Concevoir et organiser un événement sportif oblige aujourd’hui les organisateurs à se poser de nouvelles questions par rapport au territoire dans lequel il s’inscrit et en regard des mutations sociétales auxquelles il se doit de répondre. Tendre vers des événements sportifs éco-responsables apparaît comme l’ambition la plus souhaitable même si elle s’avère difficile à atteindre. Cet article vise à donner quelques éléments de contexte et à faire des propositions pour mieux agir.
Etre à la hauteur des enjeux contemporains de transition
Dans un contexte de transition sociétale et territoriale qui remet en cause le paradigme hypermoderne synonyme de surenchère permanente et responsable de l’augmentation des différentes formes de vulnérabilités individuelles et collectives, la notion de développement durable s’impose de plus en plus dans la société.
Nous utiliserons cette notion de développement durable car elle est aujourd’hui la plus usitée en dépit de son caractère flou et falsifiable. Elle ne peut, en effet, s’appuyer sur aucun consensus qu’il soit scientifique, économique ou politique.

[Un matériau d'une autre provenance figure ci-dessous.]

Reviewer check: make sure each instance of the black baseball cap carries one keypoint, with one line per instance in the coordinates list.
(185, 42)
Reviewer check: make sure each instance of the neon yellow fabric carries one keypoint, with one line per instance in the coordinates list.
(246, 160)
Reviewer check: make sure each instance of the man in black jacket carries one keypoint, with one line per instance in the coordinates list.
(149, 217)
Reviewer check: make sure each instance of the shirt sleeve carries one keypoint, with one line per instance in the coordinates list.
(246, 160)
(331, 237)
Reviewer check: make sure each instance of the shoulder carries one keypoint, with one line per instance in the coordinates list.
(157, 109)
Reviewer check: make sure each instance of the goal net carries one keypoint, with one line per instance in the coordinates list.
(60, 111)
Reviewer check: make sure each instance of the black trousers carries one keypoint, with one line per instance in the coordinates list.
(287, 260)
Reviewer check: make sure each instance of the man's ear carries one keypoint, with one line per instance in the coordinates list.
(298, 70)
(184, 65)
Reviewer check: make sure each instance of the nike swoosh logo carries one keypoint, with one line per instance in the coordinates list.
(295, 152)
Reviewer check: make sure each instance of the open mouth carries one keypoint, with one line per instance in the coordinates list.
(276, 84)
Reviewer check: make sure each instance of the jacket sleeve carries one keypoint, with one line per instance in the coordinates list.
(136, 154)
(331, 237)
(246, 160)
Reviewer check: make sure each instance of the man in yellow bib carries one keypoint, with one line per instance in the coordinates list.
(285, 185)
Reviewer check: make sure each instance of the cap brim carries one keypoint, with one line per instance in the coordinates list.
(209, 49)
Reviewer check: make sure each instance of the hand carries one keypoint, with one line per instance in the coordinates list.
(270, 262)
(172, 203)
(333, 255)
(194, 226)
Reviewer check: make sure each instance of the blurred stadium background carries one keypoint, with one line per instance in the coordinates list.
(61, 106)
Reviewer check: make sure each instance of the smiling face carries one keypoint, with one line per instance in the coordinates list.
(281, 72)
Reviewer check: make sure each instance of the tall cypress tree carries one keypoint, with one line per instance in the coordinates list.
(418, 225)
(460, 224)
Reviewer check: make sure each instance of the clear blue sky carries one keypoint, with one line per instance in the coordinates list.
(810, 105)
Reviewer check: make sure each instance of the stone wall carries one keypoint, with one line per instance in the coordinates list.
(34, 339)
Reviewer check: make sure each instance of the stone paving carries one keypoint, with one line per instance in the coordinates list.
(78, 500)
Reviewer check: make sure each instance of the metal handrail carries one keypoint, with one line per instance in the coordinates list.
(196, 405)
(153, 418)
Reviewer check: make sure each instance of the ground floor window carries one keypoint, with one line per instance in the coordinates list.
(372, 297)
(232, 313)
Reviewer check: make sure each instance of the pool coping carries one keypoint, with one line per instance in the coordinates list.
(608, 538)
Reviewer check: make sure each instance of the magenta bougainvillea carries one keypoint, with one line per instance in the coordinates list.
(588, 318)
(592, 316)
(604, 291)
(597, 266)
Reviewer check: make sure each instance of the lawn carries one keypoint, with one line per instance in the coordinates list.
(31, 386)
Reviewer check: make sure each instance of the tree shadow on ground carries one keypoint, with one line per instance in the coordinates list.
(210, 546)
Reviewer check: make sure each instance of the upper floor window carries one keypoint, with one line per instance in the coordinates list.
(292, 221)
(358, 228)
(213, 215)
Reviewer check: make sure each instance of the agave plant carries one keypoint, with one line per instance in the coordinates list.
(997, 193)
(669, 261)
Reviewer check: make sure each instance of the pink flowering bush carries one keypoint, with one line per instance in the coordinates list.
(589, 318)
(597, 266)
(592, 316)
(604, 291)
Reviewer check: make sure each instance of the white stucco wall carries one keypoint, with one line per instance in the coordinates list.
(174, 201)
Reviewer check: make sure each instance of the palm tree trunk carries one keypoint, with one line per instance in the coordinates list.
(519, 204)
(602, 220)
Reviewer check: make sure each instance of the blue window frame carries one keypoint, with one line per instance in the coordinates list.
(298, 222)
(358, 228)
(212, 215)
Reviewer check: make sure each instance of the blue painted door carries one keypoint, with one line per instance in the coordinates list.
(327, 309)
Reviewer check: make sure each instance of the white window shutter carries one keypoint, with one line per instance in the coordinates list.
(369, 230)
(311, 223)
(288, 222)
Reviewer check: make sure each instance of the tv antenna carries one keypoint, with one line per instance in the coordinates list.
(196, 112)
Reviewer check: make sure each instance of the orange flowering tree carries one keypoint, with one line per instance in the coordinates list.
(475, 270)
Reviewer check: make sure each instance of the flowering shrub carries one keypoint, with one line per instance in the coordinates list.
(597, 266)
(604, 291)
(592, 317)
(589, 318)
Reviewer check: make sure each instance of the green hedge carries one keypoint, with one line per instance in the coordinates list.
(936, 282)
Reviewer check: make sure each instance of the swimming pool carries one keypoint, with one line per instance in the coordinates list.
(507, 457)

On parle aussi de développement raisonné, maîtrisé ou vertueux.
Les évènements sportifs n’échappent pas à ce questionnement sur leurs impacts territoriaux. S’ils cherchent toujours à répondre à des enjeux économiques de rentabilité, les organisateurs se préoccupent de plus en plus de l’acceptabilité sociale et environnementale de leurs événements par les populations habitantes des territoires concernés. Ils se sentent de plus en plus tenus à penser les événements qu’ils portent, à travers le prisme de l’éco-responsabilité. Mais ils sont souvent démunis face à cette nouvelle ambition car elle nécessite de nouvelles approches pour contourner les difficultés inhérentes à un changement de paradigme.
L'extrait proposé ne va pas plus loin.